Springtime color is beginning to flow over the range. A Red-bellied Woodpecker just landed atop the swingset. It is a distinctive creature, its back a mosaic of black bands and white triangles. A bright red skullcap extends back to its shoulders. My books report there is some red on its belly, but rarely is it visible.
A few Northern Mockingbirds have dropped by, while overhead Snow and Canada geese head for their nesting grounds. These are welcome signs, dulling the sharp pain of cabin fever.
Less beloved are other signs, mostly yellow and black, that mark the forest boundaries along the region’s highways and byways.
“Trees… Not Trash,” one new sign exhorts passersby. “STOP FOREST DUMPING.”
At various places along that and other roads lie the odd burger joint Styrofoam soda cup or burger wrapper, but also televisions, tires, and an occasional worn out sofa or a busted recliner. It is amazing what effort some people will undertake to avoid paying a few dollars to have the flotsam hauled to a legal landfill.
One wonders what would be the reaction from the dumpers if forest-goers – hikers and mere wanderers – would collect from the public back yard a load of the discard and dump it in its owner’s yard. Obviously, that’s not a serious recommendation, if for no other reason than catching and identifying the miscreants is nigh impossible.

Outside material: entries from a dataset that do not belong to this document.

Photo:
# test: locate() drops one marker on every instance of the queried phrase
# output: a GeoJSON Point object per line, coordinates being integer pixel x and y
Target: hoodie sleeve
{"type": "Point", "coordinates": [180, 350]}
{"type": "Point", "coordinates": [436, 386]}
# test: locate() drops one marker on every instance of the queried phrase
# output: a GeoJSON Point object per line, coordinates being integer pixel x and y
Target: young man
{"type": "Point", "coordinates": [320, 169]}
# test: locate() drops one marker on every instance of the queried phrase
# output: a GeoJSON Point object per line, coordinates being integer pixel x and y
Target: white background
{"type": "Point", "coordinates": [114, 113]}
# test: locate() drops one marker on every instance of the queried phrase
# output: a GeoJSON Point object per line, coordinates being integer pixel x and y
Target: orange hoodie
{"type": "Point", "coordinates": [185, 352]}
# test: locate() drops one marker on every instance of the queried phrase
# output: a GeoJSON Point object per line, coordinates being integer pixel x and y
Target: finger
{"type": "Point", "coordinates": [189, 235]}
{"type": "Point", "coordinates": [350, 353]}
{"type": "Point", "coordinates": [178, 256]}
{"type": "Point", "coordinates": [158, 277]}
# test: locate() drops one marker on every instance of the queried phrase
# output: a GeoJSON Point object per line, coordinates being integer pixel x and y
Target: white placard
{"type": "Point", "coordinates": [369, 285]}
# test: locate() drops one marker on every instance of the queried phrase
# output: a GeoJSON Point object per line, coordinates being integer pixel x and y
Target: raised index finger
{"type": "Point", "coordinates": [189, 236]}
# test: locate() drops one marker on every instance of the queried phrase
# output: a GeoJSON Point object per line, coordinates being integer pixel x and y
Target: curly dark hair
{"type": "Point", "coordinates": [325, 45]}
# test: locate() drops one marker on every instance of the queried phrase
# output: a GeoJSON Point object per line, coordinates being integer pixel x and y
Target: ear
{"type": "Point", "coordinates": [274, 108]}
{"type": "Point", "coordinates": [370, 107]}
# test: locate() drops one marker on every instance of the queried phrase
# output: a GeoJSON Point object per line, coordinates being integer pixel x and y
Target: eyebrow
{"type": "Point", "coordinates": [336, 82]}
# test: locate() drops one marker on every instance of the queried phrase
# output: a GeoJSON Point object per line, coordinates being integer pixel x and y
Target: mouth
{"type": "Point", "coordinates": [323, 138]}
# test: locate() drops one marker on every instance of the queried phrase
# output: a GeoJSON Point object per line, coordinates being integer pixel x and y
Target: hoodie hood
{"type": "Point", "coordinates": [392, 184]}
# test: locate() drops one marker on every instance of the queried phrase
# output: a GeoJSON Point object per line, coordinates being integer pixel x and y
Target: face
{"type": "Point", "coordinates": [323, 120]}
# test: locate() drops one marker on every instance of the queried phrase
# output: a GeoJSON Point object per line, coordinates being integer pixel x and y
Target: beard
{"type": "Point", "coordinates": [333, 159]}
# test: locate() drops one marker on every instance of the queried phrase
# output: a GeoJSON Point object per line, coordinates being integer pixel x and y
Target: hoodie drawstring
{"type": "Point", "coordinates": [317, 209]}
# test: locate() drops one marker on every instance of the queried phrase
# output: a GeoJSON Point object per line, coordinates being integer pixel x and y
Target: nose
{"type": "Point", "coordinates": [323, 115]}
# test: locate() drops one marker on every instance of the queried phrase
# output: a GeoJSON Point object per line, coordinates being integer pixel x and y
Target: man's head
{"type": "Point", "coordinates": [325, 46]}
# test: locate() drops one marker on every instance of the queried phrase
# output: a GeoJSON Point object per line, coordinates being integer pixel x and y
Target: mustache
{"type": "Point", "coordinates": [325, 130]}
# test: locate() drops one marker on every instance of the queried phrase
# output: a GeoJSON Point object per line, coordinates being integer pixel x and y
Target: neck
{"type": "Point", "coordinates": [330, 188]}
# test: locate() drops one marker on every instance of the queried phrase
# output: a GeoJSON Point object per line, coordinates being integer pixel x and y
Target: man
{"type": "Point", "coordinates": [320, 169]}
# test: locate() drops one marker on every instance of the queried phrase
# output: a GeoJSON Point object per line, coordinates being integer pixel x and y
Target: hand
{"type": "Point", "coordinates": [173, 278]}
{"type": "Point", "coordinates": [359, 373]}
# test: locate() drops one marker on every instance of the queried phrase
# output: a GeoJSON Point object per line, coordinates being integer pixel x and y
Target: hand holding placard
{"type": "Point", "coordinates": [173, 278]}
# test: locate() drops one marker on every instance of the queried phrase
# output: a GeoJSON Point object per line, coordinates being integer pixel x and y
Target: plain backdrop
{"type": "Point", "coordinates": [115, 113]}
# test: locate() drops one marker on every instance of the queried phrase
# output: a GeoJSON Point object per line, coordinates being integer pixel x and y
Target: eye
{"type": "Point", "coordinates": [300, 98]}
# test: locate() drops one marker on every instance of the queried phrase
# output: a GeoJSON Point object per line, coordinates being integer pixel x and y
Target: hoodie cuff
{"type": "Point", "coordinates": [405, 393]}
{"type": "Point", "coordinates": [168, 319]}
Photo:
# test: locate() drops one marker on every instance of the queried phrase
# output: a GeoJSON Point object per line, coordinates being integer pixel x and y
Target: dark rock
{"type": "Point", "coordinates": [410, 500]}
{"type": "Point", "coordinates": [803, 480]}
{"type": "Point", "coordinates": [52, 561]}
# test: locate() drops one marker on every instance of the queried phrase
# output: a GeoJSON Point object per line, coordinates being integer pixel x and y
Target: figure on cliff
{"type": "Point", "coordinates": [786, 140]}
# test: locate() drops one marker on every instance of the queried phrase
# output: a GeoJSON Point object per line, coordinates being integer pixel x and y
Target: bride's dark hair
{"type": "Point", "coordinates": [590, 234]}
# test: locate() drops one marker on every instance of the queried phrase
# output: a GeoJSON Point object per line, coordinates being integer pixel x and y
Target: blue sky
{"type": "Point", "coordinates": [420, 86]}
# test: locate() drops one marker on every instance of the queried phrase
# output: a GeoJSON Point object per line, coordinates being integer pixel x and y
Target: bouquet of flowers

Every action forces a reaction, and so it is that disrespectful back road dumpers lead to “No Trespassing” signs. An ill-kept secret is my hatred of them, even while I understand their birth.
When I was young, growing up on the shore of a 500-acre lake with thousands of acres of undeveloped mountains in which to wander, smelt ran every Spring in a stream that flowed through my parents’ land and into the lake. Smelt, for the uninitiated, are small silver fish, about three or four inches long, often used as bait to catch larger fish. Many people pan fry them, or “smoke” them, to eat; they are quite tasty. The annual run was the fishes’ response to a biological need to lay eggs in the fast running water and create their next generation.
I was raised with the notion that the land was there before we arrived, and would be, albeit probably changed some in purpose, after we left. Anticipated purposes included hunting and passage for a winter interstate snowmobile trail that carried travelers across our land and the lake on their way to and from Canada and Wisconsin. Many people, including Yours Truly, wandered the woods, spying on deer, moose, raccoons and a seemingly endless variety of birds and other critters.
But every Spring the smelt ran and the stream became a dump site as drunken revelers built campfires and left behind empty beer cases, with cans and bottles scattered across the land – the spoor of late night partiers who howled from midnight until dawn, when the fish went back downstream to the lake.
Eventually, my parents had enough, and came the game wardens to post “Closed to the taking of Smelts” signs. That was too bad. A few slobs had ruined the fun for everyone.
We never had “No Trespassing” signs along the road. Anyone who wished to stop at roadside and mosey into the timber was welcome to enjoy whatever life could be found there. But smelting was ended, probably forever.
The land where I now wander with dog and camera is public property. Would that those who would holler loudly at trash being dumped on their own land be as demanding of respect when the land has been bought with public dollars, including theirs.